Toronto quickly licensed more than 100,000 ride share vehicles, clogging the streets, spewing exhaust, and decimating the income of all professional drivers while also costing the TTC riders and revenues.  Ironically, on September 28th Toronto Uber drivers protested the company’s head office, calling for an end to open entry of drivers in the rideshare market.

By-law 546 provided one set of standards for ride share vehicles and another for Taxis. Expecting them to compete with each other essentially transported the City’s vehicle-for-hire situation right back to the “Mean Streets” of 1972.

Untrained drivers; unbranded cars; mysterious pricing and surge prices at busy times: Toronto has seen all of this before. It worked hard for half of a century to get rid of all this and improve consumer protection.

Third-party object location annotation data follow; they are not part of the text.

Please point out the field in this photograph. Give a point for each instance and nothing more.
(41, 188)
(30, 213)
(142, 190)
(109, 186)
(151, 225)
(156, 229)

Now, the venture capitalists who were so keen to pay for half of every Uber ride are not so keen anymore. Passengers asked to pay the actual cost of an unsubsidized hired vehicle are shocked to see the prices; rideshare drivers have realized that open entry may allow quick work, but not a living wage.

Staff are due to report on by-law 546 including the progress in driver training at the November 30 Licensing committee meeting. Toronto has a chance to put consumer protection first again.

Let’s not go back to the mean streets.